Ad description

A website, on 13 April 2011, advertised car hire offers. Text stated "FREE additional driver offers worldwide Barbados Dubai New Zealand Thailand europe France Germany Turkey Spain Alicante Barcelona Madrid Malaga".

Issue

A complainant challenged whether the offer was genuine, because she was told that a charge applied for a second driver when hiring a car in Spain.

Response

Holiday Autos stated that they worked with a number of suppliers in each country in which they offered car hire. They said they had several suppliers in Spain but their main supplier was Centauro, who normally offered a free additional driver on all car types. They said in April Centauro had not offered a free additional driver, but another supplier, Atesa, had.

Holiday Autos said that when searching, the complainant would have been given a range of hire options, with 16 of around 70 car hire options offering a free additional driver. They said they believed the customer had selected a car which did not offer a free additional driver, and that extra charge would have been shown in the additional driver section of the booking page.

Holiday Autos said the ad contained a click through to the full offer details, which stated that the additional driver offer was only available on selected cars in selected locations.

Assessment

Upheld

The ASA noted the main text in the ad stated “free additional driver offers available in some of our most popular locations”, and listed 11 locations. We considered that implied those locations were the popular locations where the free additional driver offer applied, and implied that when customers booked a car in those locations they would be able to add an additional driver for free.

We noted that only around 16 of 70 cars available for Alicante in April offered a free additional driver, and that the only way a customer could find out which cars the offer applied to was to click through to each car’s individual booking page.

Because the main text of the ad was not clear that the free additional driver offer only applied to some cars in some locations only, and because the offer was restricted to a small number of the available cars for hire, we considered the ad should have made the restricted nature of the offer clearer. We therefore concluded the ad was misleading.

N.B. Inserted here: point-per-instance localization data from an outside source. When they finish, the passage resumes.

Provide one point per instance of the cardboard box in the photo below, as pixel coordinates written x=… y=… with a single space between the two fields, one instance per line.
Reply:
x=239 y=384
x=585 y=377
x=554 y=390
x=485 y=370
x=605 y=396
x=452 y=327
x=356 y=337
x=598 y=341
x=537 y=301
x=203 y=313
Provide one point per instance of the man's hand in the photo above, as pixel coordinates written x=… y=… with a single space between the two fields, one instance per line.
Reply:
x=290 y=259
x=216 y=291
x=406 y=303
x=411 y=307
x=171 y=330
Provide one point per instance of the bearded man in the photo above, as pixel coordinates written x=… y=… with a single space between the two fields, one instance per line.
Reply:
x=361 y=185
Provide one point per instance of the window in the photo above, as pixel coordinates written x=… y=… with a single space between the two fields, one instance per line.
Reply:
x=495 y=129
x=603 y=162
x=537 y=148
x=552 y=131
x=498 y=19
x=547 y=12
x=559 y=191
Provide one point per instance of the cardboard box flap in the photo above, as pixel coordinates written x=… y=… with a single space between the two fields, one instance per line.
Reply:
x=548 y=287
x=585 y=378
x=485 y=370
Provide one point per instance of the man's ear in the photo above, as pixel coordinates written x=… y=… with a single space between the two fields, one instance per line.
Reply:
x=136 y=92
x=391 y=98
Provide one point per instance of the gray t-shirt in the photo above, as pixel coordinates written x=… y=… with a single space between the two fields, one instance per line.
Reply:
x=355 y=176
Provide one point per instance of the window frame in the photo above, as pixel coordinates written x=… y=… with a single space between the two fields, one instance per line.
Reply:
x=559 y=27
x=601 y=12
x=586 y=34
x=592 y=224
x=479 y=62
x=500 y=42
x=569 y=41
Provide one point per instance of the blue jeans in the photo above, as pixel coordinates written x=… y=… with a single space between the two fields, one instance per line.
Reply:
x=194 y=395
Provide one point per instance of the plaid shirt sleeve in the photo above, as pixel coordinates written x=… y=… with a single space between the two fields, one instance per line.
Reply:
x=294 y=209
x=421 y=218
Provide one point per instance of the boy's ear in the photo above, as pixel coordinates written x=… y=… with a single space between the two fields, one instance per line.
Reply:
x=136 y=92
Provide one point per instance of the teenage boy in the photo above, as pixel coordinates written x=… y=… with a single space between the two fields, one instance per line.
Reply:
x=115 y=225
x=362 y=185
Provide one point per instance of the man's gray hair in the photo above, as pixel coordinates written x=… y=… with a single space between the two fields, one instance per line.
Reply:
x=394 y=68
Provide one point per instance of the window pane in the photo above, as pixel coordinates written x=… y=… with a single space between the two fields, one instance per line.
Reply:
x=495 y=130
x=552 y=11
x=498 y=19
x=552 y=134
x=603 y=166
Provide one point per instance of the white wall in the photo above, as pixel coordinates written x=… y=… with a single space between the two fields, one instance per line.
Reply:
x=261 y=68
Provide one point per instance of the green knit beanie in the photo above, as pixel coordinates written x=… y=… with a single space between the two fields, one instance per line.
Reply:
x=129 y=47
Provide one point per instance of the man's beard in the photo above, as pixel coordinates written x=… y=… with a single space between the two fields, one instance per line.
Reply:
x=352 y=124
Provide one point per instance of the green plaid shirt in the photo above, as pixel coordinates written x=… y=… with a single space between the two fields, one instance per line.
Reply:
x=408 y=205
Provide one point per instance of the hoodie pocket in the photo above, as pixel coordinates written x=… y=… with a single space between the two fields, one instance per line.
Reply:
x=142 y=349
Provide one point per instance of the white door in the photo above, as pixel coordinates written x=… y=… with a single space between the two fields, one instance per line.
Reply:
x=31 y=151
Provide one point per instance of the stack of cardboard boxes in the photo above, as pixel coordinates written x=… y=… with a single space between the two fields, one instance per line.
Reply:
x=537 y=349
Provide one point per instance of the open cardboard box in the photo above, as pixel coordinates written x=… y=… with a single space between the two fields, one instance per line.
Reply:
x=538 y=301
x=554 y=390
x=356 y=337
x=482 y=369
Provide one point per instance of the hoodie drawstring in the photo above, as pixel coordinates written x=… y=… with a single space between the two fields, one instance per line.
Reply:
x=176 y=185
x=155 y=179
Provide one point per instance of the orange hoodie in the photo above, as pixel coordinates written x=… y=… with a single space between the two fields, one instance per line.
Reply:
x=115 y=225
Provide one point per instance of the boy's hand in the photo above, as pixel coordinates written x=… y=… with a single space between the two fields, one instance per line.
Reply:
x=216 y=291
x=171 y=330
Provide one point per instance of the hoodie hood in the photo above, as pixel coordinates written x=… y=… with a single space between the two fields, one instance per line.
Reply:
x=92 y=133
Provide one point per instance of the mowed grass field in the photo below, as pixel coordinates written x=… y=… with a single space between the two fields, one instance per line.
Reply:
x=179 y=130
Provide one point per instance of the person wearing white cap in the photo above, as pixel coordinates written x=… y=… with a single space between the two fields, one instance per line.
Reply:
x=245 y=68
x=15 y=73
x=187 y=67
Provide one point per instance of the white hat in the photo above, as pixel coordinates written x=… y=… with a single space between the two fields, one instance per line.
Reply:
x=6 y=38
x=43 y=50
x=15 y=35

The ad breached CAP Code (Edition 12) rules  3.1 3.1 Marketing communications must not materially mislead or be likely to do so.  (Misleading advertising) and  3.7 3.7 Before distributing or submitting a marketing communication for publication, marketers must hold documentary evidence to prove claims that consumers are likely to regard as objective and that are capable of objective substantiation. The ASA may regard claims as misleading in the absence of adequate substantiation.  (Substantiation).

Action

The ad must not appear in its current form again.